Congressional Republicans are calling foul on the Obama administration for potentially compromising immigration reform after a White House draft proposal that grants a pathway to citizenship within eight years was leaked to USA Today.
Republican Sens. Marco Rubio, R-Fla., John McCain, R-Ariz., and Paul Ryan, R-Wisc., all publicly lashed out at the White House, they say for undermining bipartisan efforts already underway in both chambers of Congress.
The leaked plan provides a path to legal permanent residency within eight years via a "Lawful Immigrant Visa" for the 11 million undocumented immigrants currently residing in the country illegally. Under the proposed plan, undocumented immigrants would file behind legal applicants, and would not be approved for green-card status until the earlier of two dates: either eight years after the law is enacted or 30 days after the last legal applicant is processed.
Similar to congressional proposals already in the works, the White House plan also builds on calls for increased border security and would require all employers to check the immigration status of new hires using an expanded E-Verify system within four years.
The revelation of a White House proposal, deemed a "draft" by White House officials eager to downplay its significance, angered congressional Republicans. It comes just days after the Senate Judiciary Committee held a hearing on comprehensive immigration reform and as a bipartisan "Gang of Eight" in the Senate laid out a framework for new policy.
Rubio, a member of the "Gang of Eight," denounced the Obama plan as "dead on arrival" saying it "creates a special pathway that puts those who broke our immigration laws at an advantage over those who chose to do things the right way and come here legally."
While the policies outlined in the draft legislation are largely the same as those advanced by the president in a speech in Las Vegas earlier this month, and while the next day he revealed in an interview with Telemundo's Jose Diaz-Balart that he had a draft, the release of the document threatens to disrupt a delicate balance between congressional Republicans and Democrats.
The night before the Senate Judiciary Committee hearing, President Obama laid out his vision saying that "the time has come" to pass comprehensive immigration reform, and praising efforts in Congress.

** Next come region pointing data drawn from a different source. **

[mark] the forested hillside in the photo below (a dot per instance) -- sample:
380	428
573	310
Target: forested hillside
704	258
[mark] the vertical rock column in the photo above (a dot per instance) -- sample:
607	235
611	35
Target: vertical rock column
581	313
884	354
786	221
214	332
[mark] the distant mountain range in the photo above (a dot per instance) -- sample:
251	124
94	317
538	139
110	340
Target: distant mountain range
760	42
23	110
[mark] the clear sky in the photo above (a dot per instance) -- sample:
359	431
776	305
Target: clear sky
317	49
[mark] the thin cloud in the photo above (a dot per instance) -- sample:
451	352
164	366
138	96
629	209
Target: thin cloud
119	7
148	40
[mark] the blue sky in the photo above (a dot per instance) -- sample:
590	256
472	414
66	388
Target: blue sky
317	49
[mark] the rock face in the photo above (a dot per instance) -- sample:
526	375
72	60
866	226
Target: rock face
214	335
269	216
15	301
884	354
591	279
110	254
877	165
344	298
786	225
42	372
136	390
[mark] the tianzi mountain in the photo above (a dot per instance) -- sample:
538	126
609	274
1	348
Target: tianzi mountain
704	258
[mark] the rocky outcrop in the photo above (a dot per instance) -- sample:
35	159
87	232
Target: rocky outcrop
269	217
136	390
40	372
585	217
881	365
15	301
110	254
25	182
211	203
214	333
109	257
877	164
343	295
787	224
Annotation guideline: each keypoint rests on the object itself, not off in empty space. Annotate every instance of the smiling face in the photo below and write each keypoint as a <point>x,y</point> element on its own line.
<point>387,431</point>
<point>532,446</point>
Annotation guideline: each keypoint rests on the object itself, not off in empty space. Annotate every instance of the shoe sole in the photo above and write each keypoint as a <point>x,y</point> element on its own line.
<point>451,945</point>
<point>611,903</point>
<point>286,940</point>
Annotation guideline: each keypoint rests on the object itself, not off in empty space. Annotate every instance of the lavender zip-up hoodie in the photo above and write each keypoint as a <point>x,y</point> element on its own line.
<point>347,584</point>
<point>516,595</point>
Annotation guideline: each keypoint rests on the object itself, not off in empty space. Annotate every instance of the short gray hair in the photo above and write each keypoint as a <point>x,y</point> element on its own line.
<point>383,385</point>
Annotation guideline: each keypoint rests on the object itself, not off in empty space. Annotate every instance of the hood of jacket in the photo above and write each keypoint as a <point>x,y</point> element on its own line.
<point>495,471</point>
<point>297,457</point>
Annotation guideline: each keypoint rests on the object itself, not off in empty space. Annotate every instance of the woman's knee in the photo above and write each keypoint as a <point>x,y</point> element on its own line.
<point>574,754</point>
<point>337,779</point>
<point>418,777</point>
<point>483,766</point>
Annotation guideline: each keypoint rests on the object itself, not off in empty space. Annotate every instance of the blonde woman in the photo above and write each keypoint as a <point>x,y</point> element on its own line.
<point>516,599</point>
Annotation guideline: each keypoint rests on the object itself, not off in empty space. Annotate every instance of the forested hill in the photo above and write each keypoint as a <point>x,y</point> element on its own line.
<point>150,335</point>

"As we speak, bipartisan groups in both chambers are working diligently to draft a bill, and I applaud their efforts," Obama said in his State of the Union address. "Now let’s get this done. Send me a comprehensive immigration reform bill in the next few months, and I will sign it right away."
A number of Republicans said they appreciated the president's non-confrontational tone on immigration during Tuesday's address. Former vice presidential candidate Rep. Paul Ryan, R-Wisc., told the New York Times, "I thought on immigration he used the right words and the right tone, which tells me he actually doesn't want to politicize this, which is conducive to getting something done."
Yet the airing of the draft legislation crafted by the White House without input from both parties angered Ryan, who insinuated on ABC's This Week that the leak was intentional. "By putting these details out...that tells us he is looking for partisan advantage and not a bipartisan solution. This particular move is counter productive," Ryan said.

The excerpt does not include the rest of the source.